The Sofia Echo of Bulgaria calls the arrests “a political earthquake” and the Associated Press says they are “the highest profile crackdown ever on the military,” which is seen as the traditional defender of the secular state established in 1923.

The arrests have also increased long-simmering tension between the military, the country’s Islamist leaning Prime Minister, Recep Tayyip Erdogan, and his AK Party.

The so-called "sledgehammer case" is notable for how many top military figures it has ensnared. Reuters reports that the Istanbul court jailed four admirals, a retired brigadier-general and two retired colonels. Until a formal indictment can be made, Reuters says the seven men stand accused of membership in a terrorist organization and attempting to overthrow the government.

Prosecutors continue to question several other high-ranking figures, says the AP, including the former chiefs of the Navy, Air Force and Special forces. Turkish paper Today’s Zaman reports that 49 military officers were arrested over all, including 17 retired generals, four admirals, 27 other officers of various ranks and one noncommissioned officer.

The US and EU issued statements on Monday calling for the investigation to be carried out “transparently and in accordance with Turkish law,” says Today’s Zaman. It reports that European Commissioner Štefan Füle told reporters in Brussels that “judicial and constitutional reform and civilian oversight over the military” were among the EU’s biggest priorities for Turkey.

The alleged coup plans were hatched in 2003, says the BBC, and recently uncovered by the left-leaning Taraf newspaper. It “said it had discovered documents detailing plans to bomb two Istanbul mosques and provoke Greece into shooting down a Turkish plane over the Aegean Sea.”

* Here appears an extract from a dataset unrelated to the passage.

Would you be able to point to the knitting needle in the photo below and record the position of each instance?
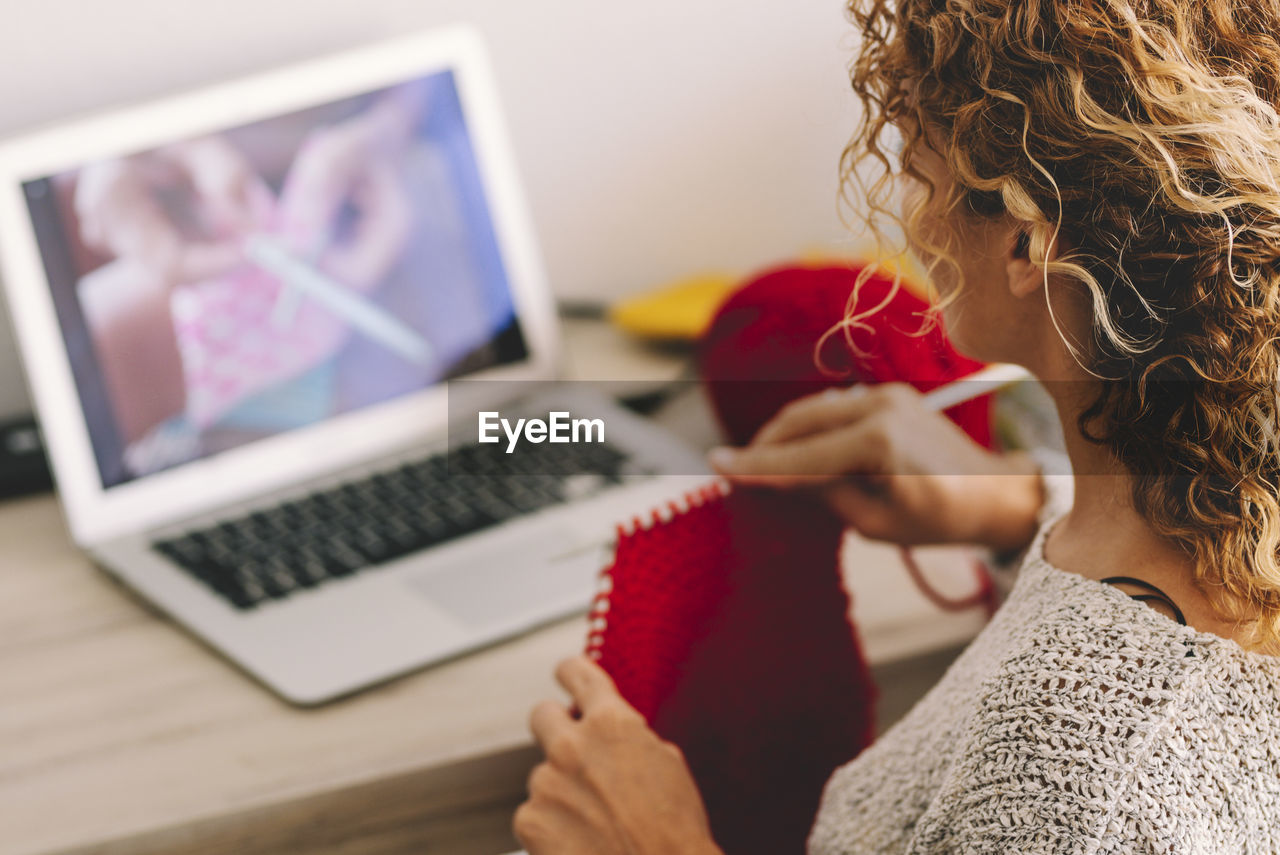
(360, 312)
(977, 384)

BBC says the plan may be connected to the 2008 Ergenekon plot in which military figures planned to foment unrest that would set the state for a coup. The Turkish government made 23 pre-dawn arrests in its own case against an ultranationalist gang called "Ergenekon," which it says sought to sow chaos to prompt a military coup against the elected Islamic-rooted government, the Christian Science Monitor reported at the time. According to the AP, as many as 400 people have been arrested as part of the Ergenekon investigation, which has yielded no convictions.

The Sofia Echo reports a mixed public reaction inside Turkey. Some commentators have hailed it a step forward for democracy while others have take a dimmer view.

"It's historic, it is something that the country has never seen before, I mean four star generals although retired, have been arrested en masse. I think it’s the beginning of a new era, we are at the very beginning of the demilitarization process in this country, like in Spain, Greece, and Portugal in the 70s and the 80s,” Cengiz Aktar, a political scientist at Bachesehir University, told The Echo.

But political analyst Nuray Mert disagreed, calling the arrests a symptom of Turkey’s political polarization between pro- and anti-government forces.

"Everything is divided into two, society is divided into two, judiciary is also divided into two. So under the circumstances there can't be any kind resolution of the crisis, within the judiciary," Mert said.